Locals want more New Orleans levee truck work
Published 12:00 am Sunday, March 15, 2009
NEW ORLEANS (AP) — When it comes to work, this hurricane-hit region is one of the few bright spots in the nation thanks to the billions of dollars in reconstruction money being spent on levees.
But if you talk to local dump truck drivers, you wouldn’t know it.
Dozens of truckers plan to rally Monday to demand the Army Corps of Engineers give more of the levee work to local drivers. The corps is paying trucks to haul tens of millions of cubic yards of dirt to make levees.
A group of truckers descended on a corps public meeting Wednesday night and said they wanted more work.
‘‘Our tax dollars, the money that we make, we spend it right back here, in the parish, in the state, it stays here.

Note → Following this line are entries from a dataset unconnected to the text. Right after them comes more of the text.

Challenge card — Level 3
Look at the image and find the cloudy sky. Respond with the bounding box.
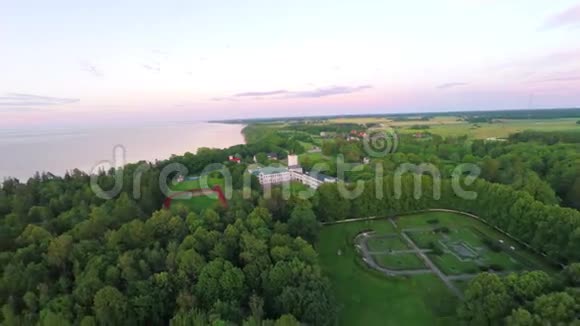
[1,0,580,127]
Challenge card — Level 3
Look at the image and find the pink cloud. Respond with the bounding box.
[545,4,580,29]
[214,85,373,101]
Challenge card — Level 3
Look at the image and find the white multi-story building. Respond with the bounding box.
[290,170,336,189]
[254,166,291,185]
[250,154,336,189]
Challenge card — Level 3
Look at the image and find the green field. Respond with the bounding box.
[428,253,480,275]
[319,211,554,325]
[417,118,580,139]
[319,218,458,325]
[170,177,224,191]
[299,152,330,163]
[406,230,440,249]
[373,253,426,270]
[396,212,553,272]
[169,177,225,212]
[366,235,408,251]
[324,116,580,139]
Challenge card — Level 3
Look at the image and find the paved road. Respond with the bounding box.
[400,232,464,299]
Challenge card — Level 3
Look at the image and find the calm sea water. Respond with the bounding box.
[0,122,245,181]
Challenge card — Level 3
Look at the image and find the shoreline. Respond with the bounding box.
[0,122,246,181]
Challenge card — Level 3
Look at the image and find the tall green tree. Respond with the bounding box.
[93,286,129,325]
[458,273,512,325]
[287,205,319,243]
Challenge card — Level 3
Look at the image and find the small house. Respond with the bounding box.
[228,155,241,164]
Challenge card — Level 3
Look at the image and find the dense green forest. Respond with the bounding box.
[2,121,580,325]
[458,269,580,325]
[244,123,580,209]
[0,149,334,325]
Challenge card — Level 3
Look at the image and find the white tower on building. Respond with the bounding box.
[287,154,303,173]
[288,154,298,166]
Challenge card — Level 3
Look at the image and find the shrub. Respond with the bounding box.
[488,263,504,271]
[434,226,450,234]
[428,241,444,256]
[427,219,439,225]
[482,238,502,252]
[478,265,489,272]
[477,264,505,272]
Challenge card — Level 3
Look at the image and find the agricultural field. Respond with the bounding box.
[323,116,580,139]
[400,118,580,139]
[328,116,459,126]
[318,211,555,325]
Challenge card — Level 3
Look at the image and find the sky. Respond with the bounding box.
[1,0,580,128]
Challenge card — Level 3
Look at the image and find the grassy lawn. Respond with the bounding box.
[447,228,482,246]
[406,230,440,249]
[453,280,470,293]
[170,195,218,212]
[299,152,329,162]
[319,220,458,325]
[429,253,481,275]
[170,177,225,191]
[289,181,309,193]
[168,177,225,212]
[366,235,408,251]
[373,253,426,270]
[298,140,316,151]
[311,135,324,145]
[328,218,396,237]
[397,212,553,272]
[395,212,459,229]
[319,211,556,324]
[484,251,524,271]
[468,227,551,270]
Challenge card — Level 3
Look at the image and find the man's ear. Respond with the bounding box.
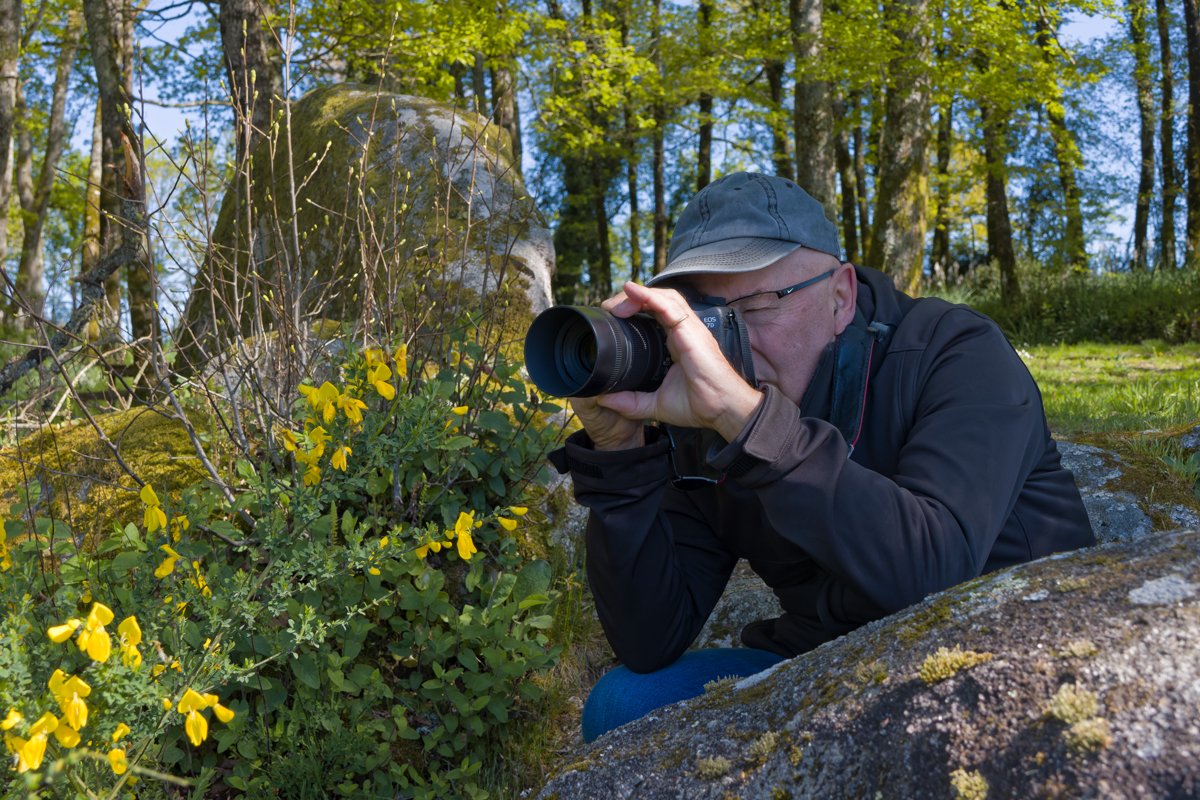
[832,262,858,335]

These out-of-towners, they get paid on Friday, they send the money back home,’’ Dennis Weber, a trucker from Avondale, La., said at the meeting to applause.

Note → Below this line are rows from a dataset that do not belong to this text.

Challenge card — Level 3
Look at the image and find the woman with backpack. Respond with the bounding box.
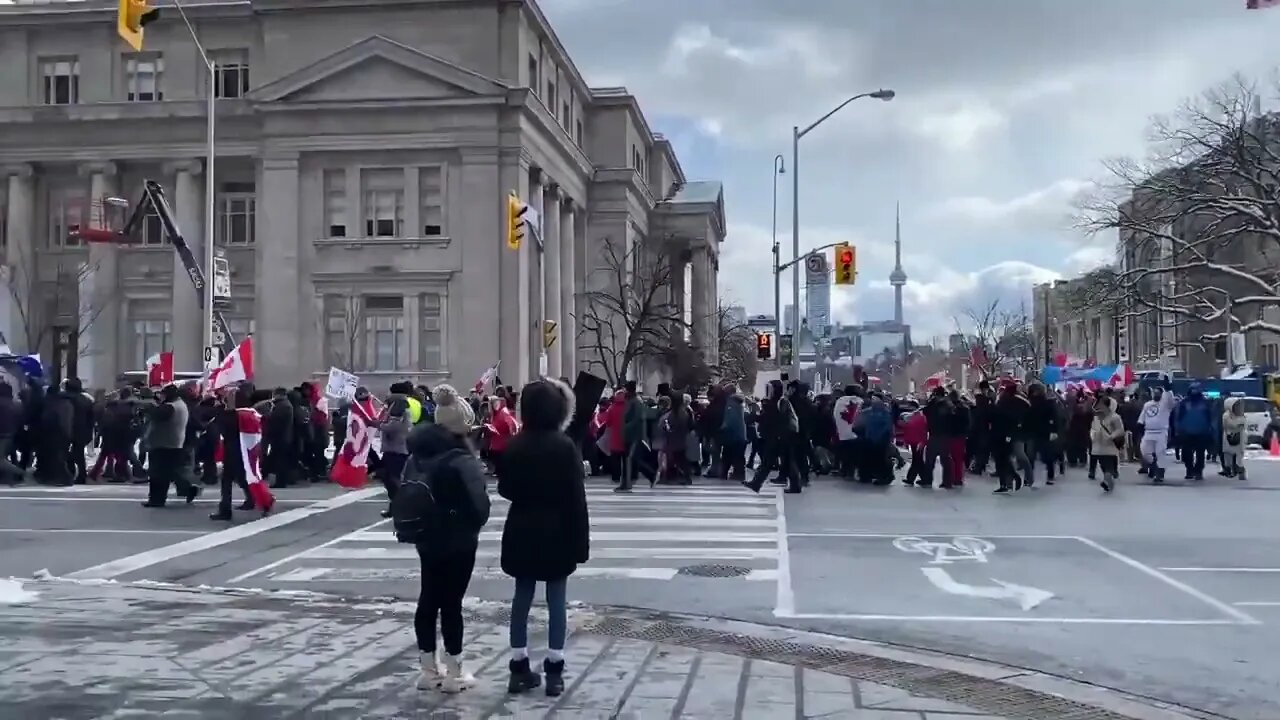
[495,378,590,697]
[396,422,491,693]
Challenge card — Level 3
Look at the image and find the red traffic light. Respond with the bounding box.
[838,248,853,265]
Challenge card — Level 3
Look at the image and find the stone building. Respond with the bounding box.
[1032,277,1119,367]
[0,0,725,390]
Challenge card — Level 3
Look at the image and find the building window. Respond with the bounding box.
[211,50,250,99]
[365,295,406,371]
[323,169,347,238]
[527,54,539,93]
[420,293,443,370]
[1262,343,1279,368]
[126,54,164,102]
[215,181,255,245]
[133,319,171,368]
[546,75,557,109]
[419,166,444,236]
[140,206,167,246]
[576,119,583,146]
[41,58,80,105]
[48,186,87,248]
[323,294,363,368]
[361,168,404,238]
[562,100,570,129]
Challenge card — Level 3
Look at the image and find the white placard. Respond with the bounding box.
[325,366,359,400]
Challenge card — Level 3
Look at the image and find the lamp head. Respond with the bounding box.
[870,89,896,101]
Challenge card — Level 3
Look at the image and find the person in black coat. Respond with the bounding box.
[495,378,589,698]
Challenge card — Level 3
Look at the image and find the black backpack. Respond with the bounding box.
[392,454,456,545]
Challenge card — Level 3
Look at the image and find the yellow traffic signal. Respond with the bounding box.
[834,243,857,285]
[117,0,159,52]
[506,192,528,250]
[756,332,772,360]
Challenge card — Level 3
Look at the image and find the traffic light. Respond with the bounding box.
[117,0,159,52]
[834,243,857,285]
[756,332,772,360]
[506,192,528,250]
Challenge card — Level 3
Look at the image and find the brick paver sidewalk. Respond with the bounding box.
[0,578,1212,719]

The group postponed a rally Saturday because of heavy rain.
Chris Gilmore, a corps project manager, told the truckers that the corps would gather a list of local truck drivers and pass it onto their contractors, suggesting they hire more locals.
‘‘Can’t guarantee you that they’ll hire you, but at least they will have a list of local contractors, and the equipment they have,’’ Gilmore told the truckers. ‘‘We don’t have any control over who the contractor brings in.’’
The truckers’ complaints are not new. Local contractors — particularly small minority firms and black workers — have complained since Katrina struck on Aug. 29, 2005, that they have been frozen out of rebuilding work.
At least one congressional report, a 2007 report by the House Small Business Committee, confirmed those suspicions. The report found that Department of Defense, which oversees the corps, awarded 8 percent of its Gulf Coast recovery contracts to small businesses in Louisiana between August 2005 and Oct. 4, 2006, and fewer still after that date.